Defendants claimed nearly $1 million in fees. They argued that Gameologist’s claims were so frivolous as to compel the conclusion that they were brought in bad faith. Baseless claims can indeed allow an inference of bad faith, but mere failure to win isn’t enough. Here, Gameologist’s claims were not “so completely without merit as to compel the conclusion that these claims were brought in bad faith.” Disposing of them required oral argument, additional briefing, and extensive analysis, “not the hallmarks of a purely frivolous filing.” Furthermore, there was no reason to doubt Gameologist’s subjective belief in the merits of its claims. Though Gameologist was mistaken in thinking that the terminated license agreement indicated that Scientific misappropriated the “Bling Bling” concept for its own commercial advantage, a flawed or misguided understanding of the law is insufficient to constitute bad faith.

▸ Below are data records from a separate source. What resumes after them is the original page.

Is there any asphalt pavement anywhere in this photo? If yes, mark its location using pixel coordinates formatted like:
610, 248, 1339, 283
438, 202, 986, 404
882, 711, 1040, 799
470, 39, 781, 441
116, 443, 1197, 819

This also disposed of Scientific’s argument that a fee award was justified based on the court’s inherent power to manage proceedings; though Scientific argued that Gameologist’s counsel engaged in negligent or reckless behavior by failing to conduct a reasonable investigation into the merits of the case before filing this action, a sanction in the absence of bad faith is only allowed when the attorney’s behavior violates a court order or is otherwise misconduct not undertaken for the client’s benefit. Here, even assuming there was negligence/recklessness, counsel was representing the client. Nor did Rule 11 justify sanctions. Even after discovery ended, it wasn’t “patently” clear that there was no chance of success. “While the plaintiff's assertions regarding use in commerce and likelihood of confusion certainly were weak, these standards are fact-dependent in their application, and the plaintiff could reasonably have believed that it had some chance of success, albeit minimal, on its claims.” A long shot isn’t necessarily sanctionable. And finally, NY GBL §360-m provided no basis for a fee award; that provision provides remedies for plaintiffs injured by willful infringement, rather than for parties whose adversaries acted wrongfully in conducting the litigation.